We live in a death denying and pain-avoidant society.  Grief and loss are often taboo subjects. When faced with death, grief, and loss we often don’t know what to do or say.  This is a societal issue, and not necessarily an individual issue. 

When it comes to speaking with people who have experienced a profound loss, such as the death of a loved one, we may fall back on using platitudes to attempt to convey our thoughts and emotions.  To the person hearing them, it may seem that people are not genuine in their approach or may be trying to avoid the person who is grieving.

Sometimes, when we meet with people who have experienced the death of a loved one it may trigger our own uncomfortable experiences of death and loss.  Some people will feel the depth of another’s grief, and they may become afraid of their own grief.  And this is where we may begin to feel at a loss for words or may tend to fill up the space with many words and platitudes such as “they’re at peace now; or I understand what you’re going through,” and so on.  Platitudes are often simplistic and sound hollow and can be offensive to those experiencing personal, profound grief. 

In honouring our desire to be authentic and to communicate our genuine care and concern, it’s important to use a more insightful alternative.  Here are some examples of what we might use rather than say what might seem more comfortable to say.

What We Tend to Say

I understand how you feel.
At least they’re not suffering anymore.
I am sorry for your loss.         
There’s a reason for everything.       

What We Can Say Instead

I can’t imagine how you’re feeling.

I’m sad that you’re suffering.
I’m sad for your loss.       
I don’t know what to say.  

Avoid altogether:

You should…                                                            

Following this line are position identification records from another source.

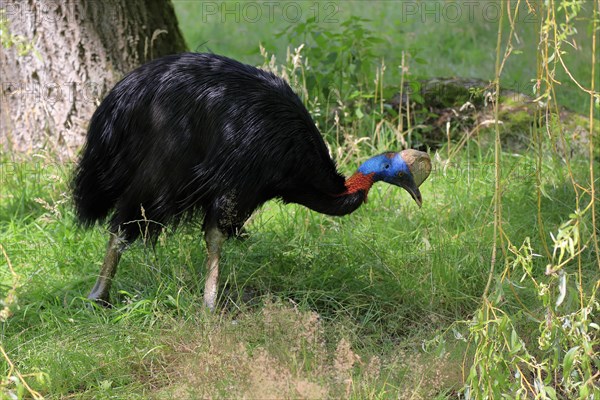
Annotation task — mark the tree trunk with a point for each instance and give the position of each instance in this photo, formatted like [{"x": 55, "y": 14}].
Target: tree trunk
[{"x": 59, "y": 58}]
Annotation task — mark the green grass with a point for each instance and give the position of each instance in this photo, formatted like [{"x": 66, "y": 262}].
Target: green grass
[
  {"x": 440, "y": 40},
  {"x": 364, "y": 306},
  {"x": 385, "y": 278}
]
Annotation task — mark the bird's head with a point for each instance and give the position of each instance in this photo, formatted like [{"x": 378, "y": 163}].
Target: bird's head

Everything happens for a reason                                           

You’re so strong…                                                       

Let me know if I can do anything…                         

Be sure to:

  • Stay present when speaking with someone who has experienced a loss.
  • Use the name of the person who died and welcome the opportunity to speak about them.

Remember that bearing witness and being present in another’s deep sadness means a lot to them.